M. L. M. - Comme on n'a pas eu l'occasion de faire les U20, je suis passée directement avec les U23. Ça se passe très bien avec cette catégorie d’âge. Maintenant il faut que [je fasse ma place], il y a beaucoup de concurrence en équipe de France et il faut en passer par ça aussi. Et pourquoi pas après aller en A.

Oui c'est ça parce que c'est vrai que ça m'a fait un nom un peu [l'Euro U19] car être Championne d'Europe U19, tout le monde ne l'est pas. Je revenais quand même d'une grosse blessure. Quand à 17 ans on se fait les ligaments croisés, plus personne ne s'intéresse à toi à vrai dire. C’était très compliqué quand j'ai eu cette blessure et le fait d'avoir eu tout ça après, que ça s'est très bien passé, l'Euro U19 et le match contre le PSG avant, ça a vraiment lancé mon début de carrière. On avait une équipe et une ambiance au top, tout le monde s'entendait, c'est ça qui nous a fait gagner l'Euro. 

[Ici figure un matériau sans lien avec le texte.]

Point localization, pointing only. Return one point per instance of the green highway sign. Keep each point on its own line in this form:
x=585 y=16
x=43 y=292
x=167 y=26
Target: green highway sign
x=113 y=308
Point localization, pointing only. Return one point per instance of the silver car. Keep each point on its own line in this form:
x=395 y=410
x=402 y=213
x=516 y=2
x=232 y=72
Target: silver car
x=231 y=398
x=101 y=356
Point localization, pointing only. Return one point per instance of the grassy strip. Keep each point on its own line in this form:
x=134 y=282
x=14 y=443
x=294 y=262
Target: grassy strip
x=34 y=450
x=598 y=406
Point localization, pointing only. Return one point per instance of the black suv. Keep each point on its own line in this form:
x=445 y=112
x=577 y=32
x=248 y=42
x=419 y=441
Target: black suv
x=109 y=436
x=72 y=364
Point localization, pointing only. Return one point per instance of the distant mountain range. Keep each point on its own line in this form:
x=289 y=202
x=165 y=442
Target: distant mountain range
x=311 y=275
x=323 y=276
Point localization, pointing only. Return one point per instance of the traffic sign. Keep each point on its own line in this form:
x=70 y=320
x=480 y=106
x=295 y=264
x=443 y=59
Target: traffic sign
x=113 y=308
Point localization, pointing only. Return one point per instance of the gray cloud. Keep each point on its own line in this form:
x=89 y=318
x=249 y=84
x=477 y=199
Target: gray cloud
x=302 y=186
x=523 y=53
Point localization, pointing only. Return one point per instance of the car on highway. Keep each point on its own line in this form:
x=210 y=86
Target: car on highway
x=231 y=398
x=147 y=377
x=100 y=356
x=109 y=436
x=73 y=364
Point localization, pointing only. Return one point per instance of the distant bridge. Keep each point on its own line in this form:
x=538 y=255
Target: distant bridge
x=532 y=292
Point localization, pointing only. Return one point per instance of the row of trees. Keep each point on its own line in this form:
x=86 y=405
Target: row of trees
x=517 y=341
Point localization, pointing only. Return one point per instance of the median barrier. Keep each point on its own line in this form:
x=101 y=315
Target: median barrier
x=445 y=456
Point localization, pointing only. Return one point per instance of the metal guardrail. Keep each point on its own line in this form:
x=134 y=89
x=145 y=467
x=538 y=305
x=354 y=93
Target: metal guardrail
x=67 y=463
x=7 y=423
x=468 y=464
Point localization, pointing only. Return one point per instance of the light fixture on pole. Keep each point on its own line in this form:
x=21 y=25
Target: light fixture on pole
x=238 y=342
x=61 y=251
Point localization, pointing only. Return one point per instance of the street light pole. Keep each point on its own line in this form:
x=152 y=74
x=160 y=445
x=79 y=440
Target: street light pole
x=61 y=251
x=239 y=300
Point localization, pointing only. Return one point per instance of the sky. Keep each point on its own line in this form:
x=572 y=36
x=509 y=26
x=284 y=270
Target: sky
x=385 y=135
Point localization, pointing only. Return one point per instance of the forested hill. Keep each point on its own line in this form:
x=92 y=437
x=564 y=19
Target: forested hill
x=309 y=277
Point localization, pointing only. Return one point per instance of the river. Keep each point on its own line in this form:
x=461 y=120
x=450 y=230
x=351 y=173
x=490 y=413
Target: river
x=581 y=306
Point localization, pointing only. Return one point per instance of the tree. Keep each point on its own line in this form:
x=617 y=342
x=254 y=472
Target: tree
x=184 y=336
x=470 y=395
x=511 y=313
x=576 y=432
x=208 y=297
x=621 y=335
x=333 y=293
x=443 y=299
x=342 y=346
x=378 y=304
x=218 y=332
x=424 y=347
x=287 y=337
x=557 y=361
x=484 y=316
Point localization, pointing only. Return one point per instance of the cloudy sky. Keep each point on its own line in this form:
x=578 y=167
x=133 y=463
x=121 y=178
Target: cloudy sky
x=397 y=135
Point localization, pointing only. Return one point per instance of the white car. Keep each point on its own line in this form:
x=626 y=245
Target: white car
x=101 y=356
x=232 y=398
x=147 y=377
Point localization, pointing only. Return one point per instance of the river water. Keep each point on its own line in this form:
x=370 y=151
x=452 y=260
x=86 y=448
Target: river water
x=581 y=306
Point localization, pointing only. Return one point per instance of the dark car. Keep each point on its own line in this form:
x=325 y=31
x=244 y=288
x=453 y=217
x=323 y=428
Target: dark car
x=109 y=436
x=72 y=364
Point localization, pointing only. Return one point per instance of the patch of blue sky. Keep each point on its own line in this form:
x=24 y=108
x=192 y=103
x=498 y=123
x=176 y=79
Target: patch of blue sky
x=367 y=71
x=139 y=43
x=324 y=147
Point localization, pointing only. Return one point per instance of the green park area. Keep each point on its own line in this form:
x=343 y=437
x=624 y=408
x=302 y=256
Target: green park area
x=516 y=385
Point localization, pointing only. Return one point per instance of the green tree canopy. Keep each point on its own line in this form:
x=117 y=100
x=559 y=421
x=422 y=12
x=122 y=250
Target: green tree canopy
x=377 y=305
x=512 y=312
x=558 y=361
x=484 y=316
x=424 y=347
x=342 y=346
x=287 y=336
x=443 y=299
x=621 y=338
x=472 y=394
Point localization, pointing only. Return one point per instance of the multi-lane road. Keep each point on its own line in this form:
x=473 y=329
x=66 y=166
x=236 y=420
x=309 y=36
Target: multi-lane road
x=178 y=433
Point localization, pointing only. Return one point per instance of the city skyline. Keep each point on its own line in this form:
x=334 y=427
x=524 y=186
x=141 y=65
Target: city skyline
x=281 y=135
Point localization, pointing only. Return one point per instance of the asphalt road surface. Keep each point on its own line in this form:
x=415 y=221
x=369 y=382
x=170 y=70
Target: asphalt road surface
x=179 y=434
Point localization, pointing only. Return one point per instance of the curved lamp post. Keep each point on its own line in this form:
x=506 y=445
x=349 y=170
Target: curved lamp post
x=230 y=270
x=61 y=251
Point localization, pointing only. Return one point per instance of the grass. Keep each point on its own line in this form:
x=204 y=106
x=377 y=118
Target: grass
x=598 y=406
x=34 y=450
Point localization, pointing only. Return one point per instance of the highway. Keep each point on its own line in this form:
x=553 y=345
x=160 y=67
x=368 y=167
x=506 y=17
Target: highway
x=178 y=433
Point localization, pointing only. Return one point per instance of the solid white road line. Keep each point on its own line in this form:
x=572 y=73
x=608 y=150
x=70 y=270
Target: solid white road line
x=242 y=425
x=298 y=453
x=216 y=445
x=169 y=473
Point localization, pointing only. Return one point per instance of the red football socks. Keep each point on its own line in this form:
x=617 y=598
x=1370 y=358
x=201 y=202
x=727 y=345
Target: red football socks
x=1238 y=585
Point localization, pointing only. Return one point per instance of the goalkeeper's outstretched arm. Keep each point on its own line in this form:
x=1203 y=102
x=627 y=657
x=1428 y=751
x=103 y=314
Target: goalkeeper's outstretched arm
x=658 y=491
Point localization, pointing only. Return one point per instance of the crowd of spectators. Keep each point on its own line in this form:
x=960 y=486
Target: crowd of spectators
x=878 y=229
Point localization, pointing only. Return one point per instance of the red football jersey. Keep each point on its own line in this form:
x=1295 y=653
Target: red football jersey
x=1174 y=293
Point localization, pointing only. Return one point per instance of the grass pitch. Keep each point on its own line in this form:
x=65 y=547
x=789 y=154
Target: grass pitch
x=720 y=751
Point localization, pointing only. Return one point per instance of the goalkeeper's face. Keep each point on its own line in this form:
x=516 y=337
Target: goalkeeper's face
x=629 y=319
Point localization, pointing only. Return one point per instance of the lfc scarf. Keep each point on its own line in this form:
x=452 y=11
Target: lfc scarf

Mais nous sommes tristes de ne pas disputer la Coupe du Monde U20, surtout après avoir gagné l'Euro. On s'est dit qu'on aurait pu faire quelque chose aussi au mondial, les filles comme Selma [Bacha], Maelle [Lakrar] etc elles avaient déjà vécu une Coupe du Monde, mais quand elles ont parlé, c'est sur que nous aussi on avait envie d'en disputer une à notre tour.